笑顔の顔で飾られたVenbaのイドリ。 | 画像クレジット:Visai Games

タミル文化に詳しくないプレイヤーには、これらの小さな言及は気付かれないかもしれませんが、AbhiさんはインドのゲーミングコミュニティがYouTubeでこれらの言及に注目し始めた時に誇りを感じたと語りました。Abhiさんは、Venbaが任天堂スイッチ向けに発売されると発表された時、インドでは公式に販売されていないため、コミュニティが初めてがっかりしたが、後でPC向けにも発売されることがわかったと述べました。

これらのタミル音楽や映画への言及は、一部の人には見逃されるかもしれませんが、AbhiさんはEurogamerに対して、Venbaがプレイヤーの好奇心を刺激し、彼ら自身でタミル文化について学ぶことを願っていると語りました。「地元であるほど、国際的になれる」というのが、AbhiさんがVenbaを作成する際の哲学だそうです。彼は私に語ったところによると、それは彼のお気に入りのタミル映画監督の一人の言葉であり、オスカーを獲得できる映画を作ろうとする若い世代の監督たちに対する応答として述べられたものです。Abhiさんは、Venbaに対して自分自身の「試金石」があると話してくれました – もしもこれがタミル映画だったら、何か違うだろうか?
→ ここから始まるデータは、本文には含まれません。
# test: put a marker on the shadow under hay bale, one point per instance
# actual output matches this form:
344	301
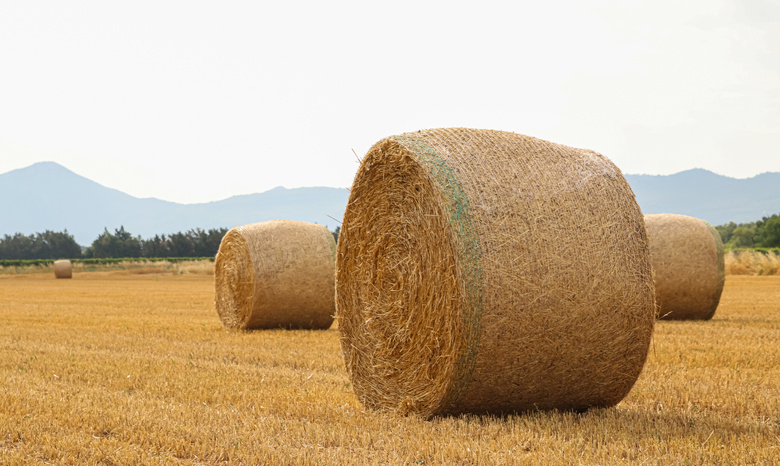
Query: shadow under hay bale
63	269
687	257
486	271
276	274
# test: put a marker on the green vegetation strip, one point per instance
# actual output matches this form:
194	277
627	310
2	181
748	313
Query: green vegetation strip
104	260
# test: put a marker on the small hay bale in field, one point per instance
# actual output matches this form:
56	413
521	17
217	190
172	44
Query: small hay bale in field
687	256
486	271
276	274
63	269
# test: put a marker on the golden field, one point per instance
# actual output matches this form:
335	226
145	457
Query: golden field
134	367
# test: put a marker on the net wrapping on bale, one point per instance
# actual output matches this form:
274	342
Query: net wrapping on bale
687	256
275	274
485	271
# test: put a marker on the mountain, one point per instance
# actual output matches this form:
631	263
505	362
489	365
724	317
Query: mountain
709	196
48	196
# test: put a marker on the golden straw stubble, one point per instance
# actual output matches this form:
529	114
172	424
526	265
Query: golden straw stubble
278	273
63	269
486	271
687	256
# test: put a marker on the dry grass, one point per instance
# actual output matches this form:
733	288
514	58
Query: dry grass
137	369
752	263
486	271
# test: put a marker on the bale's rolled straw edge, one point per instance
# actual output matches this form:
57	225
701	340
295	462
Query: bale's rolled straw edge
447	273
276	274
689	264
63	269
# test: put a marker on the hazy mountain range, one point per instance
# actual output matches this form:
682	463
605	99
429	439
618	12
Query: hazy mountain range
48	196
Venbaが最初に思いつかれる前、Abhiさんとアートディレクターのサム・エルカナは、当初メガマンのようなアクションプラットフォーマーゲーム「バルーンマン」に取り組んでいました。ある夜、代わりにVenbaのアイデアが浮かび、それをエルカナにテキストで送りました。2人はしばらく「バルーンマン」を続けましたが、最終的にはそれを捨ててVenbaに集中することにしました。これが彼らが作りたいプロジェクトだと感じたのです。

Venbaは、非タミルの観客向けに作られた水っぽいバージョンではなく、タミル文化と歴史との完全な融合により、はるかに豊かな体験となっています。そして、それはタミル文化の多様性を完全に代表するものではありませんが、代わりに、一人の人々が自身の育ちと文化に対する愛情を込めて手作りしたラブレターであり、一つの蒸し米ケーキから始まっています。